At the end of August, the NAACP protested again to the White House, noting the attack on the organization's secretary in Austin, Texas, the previous week. Their telegram read: "The National Association for the Advancement of Colored People respectfully enquires how long the Federal Government under your administration intends to tolerate anarchy in the United States?"

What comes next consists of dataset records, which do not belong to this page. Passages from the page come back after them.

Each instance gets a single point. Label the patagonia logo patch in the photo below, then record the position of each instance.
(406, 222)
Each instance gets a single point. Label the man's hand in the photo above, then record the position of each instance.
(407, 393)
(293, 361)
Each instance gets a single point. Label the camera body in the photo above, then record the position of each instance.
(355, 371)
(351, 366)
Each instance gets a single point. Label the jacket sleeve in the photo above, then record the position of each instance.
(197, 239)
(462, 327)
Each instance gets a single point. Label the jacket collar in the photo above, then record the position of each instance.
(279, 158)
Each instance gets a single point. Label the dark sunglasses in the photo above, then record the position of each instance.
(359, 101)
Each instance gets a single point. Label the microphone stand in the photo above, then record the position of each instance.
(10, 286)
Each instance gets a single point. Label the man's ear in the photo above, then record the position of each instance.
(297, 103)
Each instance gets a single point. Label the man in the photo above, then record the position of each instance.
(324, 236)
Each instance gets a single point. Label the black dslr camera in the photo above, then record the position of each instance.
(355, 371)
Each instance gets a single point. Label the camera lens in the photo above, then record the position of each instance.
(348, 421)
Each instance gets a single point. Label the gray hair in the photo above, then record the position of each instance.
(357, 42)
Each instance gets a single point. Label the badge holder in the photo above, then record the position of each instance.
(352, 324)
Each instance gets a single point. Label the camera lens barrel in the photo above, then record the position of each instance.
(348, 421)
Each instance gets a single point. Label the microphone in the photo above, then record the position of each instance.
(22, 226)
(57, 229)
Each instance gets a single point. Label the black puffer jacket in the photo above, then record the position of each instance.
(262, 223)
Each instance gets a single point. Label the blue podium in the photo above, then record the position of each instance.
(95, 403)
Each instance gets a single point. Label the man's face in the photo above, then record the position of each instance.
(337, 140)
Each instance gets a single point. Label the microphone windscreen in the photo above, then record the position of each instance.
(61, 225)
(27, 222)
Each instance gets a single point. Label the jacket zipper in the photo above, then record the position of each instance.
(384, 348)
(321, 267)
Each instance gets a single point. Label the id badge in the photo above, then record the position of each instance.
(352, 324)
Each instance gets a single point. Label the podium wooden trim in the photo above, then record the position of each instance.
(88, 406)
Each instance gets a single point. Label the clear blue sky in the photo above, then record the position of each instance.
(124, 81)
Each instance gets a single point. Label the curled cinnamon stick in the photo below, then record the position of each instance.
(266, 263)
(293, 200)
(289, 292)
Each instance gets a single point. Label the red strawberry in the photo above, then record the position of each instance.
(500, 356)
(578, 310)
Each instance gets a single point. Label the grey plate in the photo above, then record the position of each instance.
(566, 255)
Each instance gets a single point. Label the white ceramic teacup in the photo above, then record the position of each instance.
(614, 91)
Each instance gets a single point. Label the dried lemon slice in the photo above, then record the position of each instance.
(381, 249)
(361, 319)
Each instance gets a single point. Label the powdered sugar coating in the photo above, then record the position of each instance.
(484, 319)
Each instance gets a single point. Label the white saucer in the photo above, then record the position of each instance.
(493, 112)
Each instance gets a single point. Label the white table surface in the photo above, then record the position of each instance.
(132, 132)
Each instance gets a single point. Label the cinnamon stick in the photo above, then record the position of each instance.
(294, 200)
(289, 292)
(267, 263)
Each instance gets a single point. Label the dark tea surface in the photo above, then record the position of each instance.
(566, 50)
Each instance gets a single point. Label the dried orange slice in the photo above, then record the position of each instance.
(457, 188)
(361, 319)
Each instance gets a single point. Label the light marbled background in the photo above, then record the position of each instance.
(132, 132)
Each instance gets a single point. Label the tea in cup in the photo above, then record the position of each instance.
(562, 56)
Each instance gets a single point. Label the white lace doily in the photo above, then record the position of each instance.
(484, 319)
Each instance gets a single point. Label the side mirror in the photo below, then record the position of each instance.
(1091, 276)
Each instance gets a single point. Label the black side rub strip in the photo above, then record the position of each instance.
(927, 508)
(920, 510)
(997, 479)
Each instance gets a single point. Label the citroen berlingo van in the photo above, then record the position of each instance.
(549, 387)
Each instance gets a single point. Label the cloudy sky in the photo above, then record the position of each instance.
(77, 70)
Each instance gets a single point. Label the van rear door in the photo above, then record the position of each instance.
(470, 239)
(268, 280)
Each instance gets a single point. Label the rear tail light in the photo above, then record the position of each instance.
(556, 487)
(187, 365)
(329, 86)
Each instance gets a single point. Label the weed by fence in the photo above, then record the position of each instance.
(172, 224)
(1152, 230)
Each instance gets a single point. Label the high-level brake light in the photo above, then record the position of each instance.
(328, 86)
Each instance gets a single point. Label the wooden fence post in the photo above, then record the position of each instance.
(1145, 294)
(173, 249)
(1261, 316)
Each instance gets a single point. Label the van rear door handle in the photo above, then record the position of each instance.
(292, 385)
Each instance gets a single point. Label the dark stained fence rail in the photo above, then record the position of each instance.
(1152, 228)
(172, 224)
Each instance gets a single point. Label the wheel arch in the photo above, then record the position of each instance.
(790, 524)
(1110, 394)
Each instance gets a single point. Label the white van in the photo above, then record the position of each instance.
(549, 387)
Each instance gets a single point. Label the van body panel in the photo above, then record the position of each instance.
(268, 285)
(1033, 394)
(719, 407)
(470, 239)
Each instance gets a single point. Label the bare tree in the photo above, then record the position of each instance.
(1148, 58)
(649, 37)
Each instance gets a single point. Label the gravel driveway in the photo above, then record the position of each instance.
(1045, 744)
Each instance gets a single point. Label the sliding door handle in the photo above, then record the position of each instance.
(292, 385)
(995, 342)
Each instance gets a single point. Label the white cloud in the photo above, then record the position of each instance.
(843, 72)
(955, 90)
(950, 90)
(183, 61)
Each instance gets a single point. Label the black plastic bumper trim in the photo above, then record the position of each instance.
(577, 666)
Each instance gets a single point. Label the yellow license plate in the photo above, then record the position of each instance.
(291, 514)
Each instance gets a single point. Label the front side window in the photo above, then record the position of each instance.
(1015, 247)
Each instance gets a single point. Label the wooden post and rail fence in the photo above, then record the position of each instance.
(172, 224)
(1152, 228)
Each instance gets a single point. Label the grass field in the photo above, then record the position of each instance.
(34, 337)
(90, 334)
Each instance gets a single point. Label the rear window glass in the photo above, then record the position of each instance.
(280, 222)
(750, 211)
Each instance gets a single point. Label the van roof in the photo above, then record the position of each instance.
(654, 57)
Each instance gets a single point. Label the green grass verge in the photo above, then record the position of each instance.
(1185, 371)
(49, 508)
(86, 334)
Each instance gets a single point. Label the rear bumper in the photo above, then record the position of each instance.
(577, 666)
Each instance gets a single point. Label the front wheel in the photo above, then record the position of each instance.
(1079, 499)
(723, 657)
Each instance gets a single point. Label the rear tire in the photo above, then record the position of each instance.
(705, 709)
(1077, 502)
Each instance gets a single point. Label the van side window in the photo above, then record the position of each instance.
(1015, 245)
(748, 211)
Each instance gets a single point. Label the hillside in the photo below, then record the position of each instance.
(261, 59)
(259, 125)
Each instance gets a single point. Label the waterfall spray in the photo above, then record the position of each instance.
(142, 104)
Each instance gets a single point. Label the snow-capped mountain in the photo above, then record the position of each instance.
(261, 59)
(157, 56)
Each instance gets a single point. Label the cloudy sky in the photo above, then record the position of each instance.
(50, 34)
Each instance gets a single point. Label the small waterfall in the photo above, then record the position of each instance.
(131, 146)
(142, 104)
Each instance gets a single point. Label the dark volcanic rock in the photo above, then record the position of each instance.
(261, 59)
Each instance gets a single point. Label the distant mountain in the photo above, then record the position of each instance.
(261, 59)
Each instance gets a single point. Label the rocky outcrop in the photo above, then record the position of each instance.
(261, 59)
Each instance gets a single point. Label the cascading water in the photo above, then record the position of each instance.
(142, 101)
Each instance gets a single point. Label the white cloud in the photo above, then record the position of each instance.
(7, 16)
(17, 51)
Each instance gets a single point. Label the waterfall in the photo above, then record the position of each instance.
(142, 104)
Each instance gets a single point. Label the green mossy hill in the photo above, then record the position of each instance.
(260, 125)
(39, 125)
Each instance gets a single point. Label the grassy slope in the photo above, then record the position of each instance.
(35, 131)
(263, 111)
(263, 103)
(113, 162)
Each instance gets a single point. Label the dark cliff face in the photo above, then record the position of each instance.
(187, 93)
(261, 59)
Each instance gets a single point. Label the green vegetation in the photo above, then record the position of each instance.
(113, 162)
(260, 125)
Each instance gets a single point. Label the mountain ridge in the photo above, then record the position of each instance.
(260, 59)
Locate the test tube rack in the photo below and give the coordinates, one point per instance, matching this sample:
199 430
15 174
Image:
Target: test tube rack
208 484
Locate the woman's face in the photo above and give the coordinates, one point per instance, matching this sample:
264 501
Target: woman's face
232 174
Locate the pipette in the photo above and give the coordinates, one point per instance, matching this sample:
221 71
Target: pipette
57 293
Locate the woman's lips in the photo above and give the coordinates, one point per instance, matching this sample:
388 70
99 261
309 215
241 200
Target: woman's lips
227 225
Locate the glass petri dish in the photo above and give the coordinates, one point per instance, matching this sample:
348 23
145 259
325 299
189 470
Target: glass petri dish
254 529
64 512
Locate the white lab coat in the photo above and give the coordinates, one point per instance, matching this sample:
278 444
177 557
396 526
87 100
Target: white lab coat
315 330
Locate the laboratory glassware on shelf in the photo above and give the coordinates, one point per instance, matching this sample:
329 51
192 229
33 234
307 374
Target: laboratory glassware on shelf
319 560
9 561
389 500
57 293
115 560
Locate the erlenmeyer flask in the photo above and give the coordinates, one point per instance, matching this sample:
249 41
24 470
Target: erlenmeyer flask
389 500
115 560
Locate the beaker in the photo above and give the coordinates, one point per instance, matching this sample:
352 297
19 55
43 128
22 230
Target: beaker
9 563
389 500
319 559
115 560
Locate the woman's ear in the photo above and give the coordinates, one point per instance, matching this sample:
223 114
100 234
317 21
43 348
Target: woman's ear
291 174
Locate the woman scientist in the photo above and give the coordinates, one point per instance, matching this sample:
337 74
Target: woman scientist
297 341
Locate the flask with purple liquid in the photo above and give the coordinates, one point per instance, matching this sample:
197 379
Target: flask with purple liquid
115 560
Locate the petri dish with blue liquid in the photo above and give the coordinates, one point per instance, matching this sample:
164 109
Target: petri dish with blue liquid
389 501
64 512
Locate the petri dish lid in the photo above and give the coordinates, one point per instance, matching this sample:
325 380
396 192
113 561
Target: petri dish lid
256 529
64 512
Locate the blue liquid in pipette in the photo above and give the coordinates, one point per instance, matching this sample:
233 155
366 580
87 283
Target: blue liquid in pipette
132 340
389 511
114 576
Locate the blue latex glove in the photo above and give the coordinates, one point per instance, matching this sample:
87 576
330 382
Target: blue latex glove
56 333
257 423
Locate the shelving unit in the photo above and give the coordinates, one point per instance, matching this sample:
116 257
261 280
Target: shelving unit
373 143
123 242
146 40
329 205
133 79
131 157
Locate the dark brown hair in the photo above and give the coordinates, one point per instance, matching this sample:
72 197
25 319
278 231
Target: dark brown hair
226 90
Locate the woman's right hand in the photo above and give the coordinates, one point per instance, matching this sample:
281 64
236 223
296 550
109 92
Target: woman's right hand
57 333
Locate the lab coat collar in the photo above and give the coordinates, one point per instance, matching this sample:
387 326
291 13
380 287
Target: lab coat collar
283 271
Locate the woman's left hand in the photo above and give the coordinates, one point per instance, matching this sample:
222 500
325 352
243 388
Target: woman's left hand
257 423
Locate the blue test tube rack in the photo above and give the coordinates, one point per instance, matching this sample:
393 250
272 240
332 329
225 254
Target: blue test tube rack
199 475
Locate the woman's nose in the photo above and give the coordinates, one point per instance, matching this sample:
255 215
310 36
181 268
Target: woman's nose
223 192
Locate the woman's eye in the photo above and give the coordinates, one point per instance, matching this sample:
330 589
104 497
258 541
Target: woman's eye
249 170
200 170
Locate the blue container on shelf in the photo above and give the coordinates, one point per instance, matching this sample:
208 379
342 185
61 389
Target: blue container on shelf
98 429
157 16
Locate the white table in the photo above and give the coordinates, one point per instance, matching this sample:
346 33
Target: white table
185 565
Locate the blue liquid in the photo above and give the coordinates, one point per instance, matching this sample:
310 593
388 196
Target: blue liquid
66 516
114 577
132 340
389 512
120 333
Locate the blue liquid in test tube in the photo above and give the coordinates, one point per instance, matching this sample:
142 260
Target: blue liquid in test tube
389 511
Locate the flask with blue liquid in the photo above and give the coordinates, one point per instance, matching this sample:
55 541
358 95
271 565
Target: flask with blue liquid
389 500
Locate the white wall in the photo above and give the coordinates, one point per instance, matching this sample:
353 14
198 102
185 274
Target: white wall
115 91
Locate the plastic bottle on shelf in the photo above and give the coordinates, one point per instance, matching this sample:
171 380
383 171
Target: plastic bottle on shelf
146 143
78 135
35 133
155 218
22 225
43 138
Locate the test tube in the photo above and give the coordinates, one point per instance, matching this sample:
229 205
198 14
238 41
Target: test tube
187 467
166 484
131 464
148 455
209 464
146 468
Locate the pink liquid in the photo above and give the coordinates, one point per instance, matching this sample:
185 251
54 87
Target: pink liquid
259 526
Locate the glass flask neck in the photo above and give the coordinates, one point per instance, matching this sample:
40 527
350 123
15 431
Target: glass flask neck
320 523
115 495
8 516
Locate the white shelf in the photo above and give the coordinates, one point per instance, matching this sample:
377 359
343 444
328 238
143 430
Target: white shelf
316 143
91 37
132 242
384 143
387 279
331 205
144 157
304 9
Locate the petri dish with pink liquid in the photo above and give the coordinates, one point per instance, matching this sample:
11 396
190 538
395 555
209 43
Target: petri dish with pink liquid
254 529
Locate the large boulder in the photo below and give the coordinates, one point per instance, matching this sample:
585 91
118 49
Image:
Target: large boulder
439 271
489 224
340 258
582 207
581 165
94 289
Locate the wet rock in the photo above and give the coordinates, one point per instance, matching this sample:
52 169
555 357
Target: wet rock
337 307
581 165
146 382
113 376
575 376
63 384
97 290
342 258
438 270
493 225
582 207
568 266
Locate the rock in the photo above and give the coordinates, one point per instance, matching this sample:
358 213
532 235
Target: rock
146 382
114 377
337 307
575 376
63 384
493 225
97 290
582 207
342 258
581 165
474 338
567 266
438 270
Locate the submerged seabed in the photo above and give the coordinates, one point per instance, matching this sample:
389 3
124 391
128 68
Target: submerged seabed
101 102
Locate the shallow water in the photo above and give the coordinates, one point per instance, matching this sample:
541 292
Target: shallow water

August 30–31, the Knoxville Riot in Tennessee started after the arrest of a black suspect on suspicion of murdering a white woman. Searching for the prisoner, a lynch mob stormed the county jail, where they liberated 16 white prisoners, including suspected murderers. The mob attacked the African-American business district, where they fought against the district's black business owners, leaving at least 7 dead and more than 20 wounded.

Omaha: September 28–29 
From September 28–29, the race riot of Omaha, Nebraska, erupted after a mob of over 10,000 ethnic whites from South Omaha attacked and burned the county courthouse to force the release of a black prisoner accused of raping a white woman. The mob lynched the suspect, Will Brown, hanging him and burning his body. The group then spread out, attacking black neighborhoods and stores on the north side, destroying property valued at more than a million dollars.

Once the mayor and governor appealed for help, the federal government sent U.S. Army troops from nearby forts, who were commanded by Major General Leonard Wood, a friend of Theodore Roosevelt, and a leading candidate for the Republican nomination for president in 1920.

Elaine massacre and Wilmington: September 30–November 
On September 30, a massacre occurred against blacks in Elaine, Phillips County, Arkansas, being distinct for having occurred in the rural South rather than a city.

The event erupted from the resistance of the white minority against the organization of labor by black sharecroppers, along with the fear of socialism. Planters opposed such efforts to organize and thus tried to disrupt their meetings in the local chapter of the Progressive Farmers and Household Union of America. In a confrontation, a white man was fatally shot and another wounded. The planters formed a militia to arrest the African-American farmers, and hundreds of whites came from the region. They acted as a mob, attacking black people over two days at random. During the riot, the mob killed an estimated 100 to 237 black people, while 5 whites also died in the violence.

Arkansas Governor Charles Hillman Brough appointed a Committee of Seven, composed of prominent local white businessmen, to investigate. The committee would conclude that the Sharecroppers' Union was a Socialist enterprise and "established for the purpose of banding negroes together for the killing of white people." The report generated such headlines as the following in the Dallas Morning News: "Negroes Seized in Arkansas Riots Confess to Widespread Plot; Planned Massacre of Whites Today." Several agents of the Justice Department's Bureau of Investigation spent a week interviewing participants, though speaking to no sharecroppers. The Bureau also reviewed documents, filing a total of nine reports stating there was no evidence of a conspiracy of the sharecroppers to murder anyone.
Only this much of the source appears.